Title: Last Night I Dreamt I Knew How to Swim
The first pool I remember was the one I fell into as a small child. It was at an apartment complex that my young parents lived in. I recall falling in, opening my eyes, and seeing the color of the water and the reflection of sunlight shimmering in my field of vision. My mother pulled me out. I was around four years old. Eventually I became a good enough swimmer and spent the summers of my childhood and adolescence in any pool I could find.
My parents were divorced by the time I was eight years old and I spent every other weekend with my dad. Back then he lived in apartment complexes; some of which had pools. My father would let my brother and me play for hours. And during the winter he would take us to hotels that had indoor pools. These stays helped us avoid the sense of loss.
My father’s business endeavors were prone to sudden changes. When times were good, he lived in luxurious homes; the best ones had pools. But when the tides would turn, the moves came abruptly. There were 11 homes in 10 years. And sometimes the pools went dry.

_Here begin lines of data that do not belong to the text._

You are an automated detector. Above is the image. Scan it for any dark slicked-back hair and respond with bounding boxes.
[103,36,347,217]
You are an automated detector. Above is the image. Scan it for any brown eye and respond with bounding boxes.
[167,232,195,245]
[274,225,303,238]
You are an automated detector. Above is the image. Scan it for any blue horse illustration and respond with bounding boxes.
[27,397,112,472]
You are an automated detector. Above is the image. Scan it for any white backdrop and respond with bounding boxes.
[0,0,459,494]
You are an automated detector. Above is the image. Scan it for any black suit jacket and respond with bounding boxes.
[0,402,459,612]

I came to learn that the presence of a pool was a distraction from how impermanent things actually were. Underneath, there loomed an impending sense that everything could be lost. Stable could quickly become unstable, and suddenly we were in over our heads. Yet the pool was always seductive. There was a comfort in the stillness of its waters, albeit a calm that couldn’t be trusted.
Now, I look at pools as windows into my past, and insights into my present. Beyond their surfaces, the depths of my discoveries are seemingly infinite.